2 – Governança – Temos mais clareza de papéis e responsabilidades? As regras estão claras?

3 – Cultura – Como as pessoas falam da empresa? Quais exemplos elas citam sobre como as coisas acontecem?

4 – Indivíduo – Como cada um se alinha com os valores da empresa? Como cada um se desenvolve?

Medo # 3. Cooperação é só uma moda? Conseguirei evitar o retorno aos antigos padrões?

Passamos por diversas “modas”: reengenharia, downsizing, recentemente o agile. Cada uma dessas tecnologias trouxe ganhos e melhorias, mas algumas resistiram mais que outras. Aqui precisamos fazer algumas distinções. Primeiramente, algumas “modas” são soluções técnicas usadas para desafios adaptativos. Isso não vai funcionar. Os desafios adaptativos são aqueles que nos chamam a operar em um novo nível; ver as coisas de forma diferente e assim chegar a uma nova forma de dar conta das demandas.

Porém, os padrões antigos e consolidados são bastante arraigados e têm resiliência. Estão aí há décadas e, de repente, não funcionam mais?
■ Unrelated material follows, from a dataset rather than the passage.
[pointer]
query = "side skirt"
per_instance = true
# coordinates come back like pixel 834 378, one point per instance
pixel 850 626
Seria uma grande bobagem achar que não funcionam. As perguntas mais interessantes têm a ver com o que deve ficar e o que deve ser deixado para trás. Como o novo pode reconhecer o que há de positivo no antigo?

O propósito, a razão de existir, deve estar no centro

O mais importante, é que as formas antigas de gestão e as novas devem servir ao propósito da empresa.

Medo # 4. Terei projetado minha própria obsolescência como líder? Terei criado o meu caminho para estar desempregado?

Como fica o papel do líder quando a mudança para padrões mais inclusivos e produtivos em toda a organização acontece? Com tantas pessoas engajadas, torna-se difícil identificar a origem de novas ideias ou onde as decisões são tomadas. Será que a minha contribuição será perdida ou desvalorizada? Como os outros perceberão meu valor?

No jardim a diversidade faz a diferença

Em ambientes colaborativos, a clareza de papéis e de regras é mais importante que em um ambiente hierárquico. A importância do líder inclui novas habilidades e responsabilidades, e, para mim, a imagem mais forte é a de um jardineiro.  Garantir clareza do design do jardim, apoiar o desenvolvimento de cada planta, cultivar todos os dias…O jardineiro se conecta e entende o ritmo de cada planta, sem demandar que a planta seja o que ela não é. O jardineiro não espera que uma mesma planta dê flores o ano todo. O jardineiro respeita e entende a natureza de cada planta, e usa essa natureza a favor de configurar o melhor jardim.

 

Agora que já falamos sobre os medos, que tal você refletir sobre suas coragens?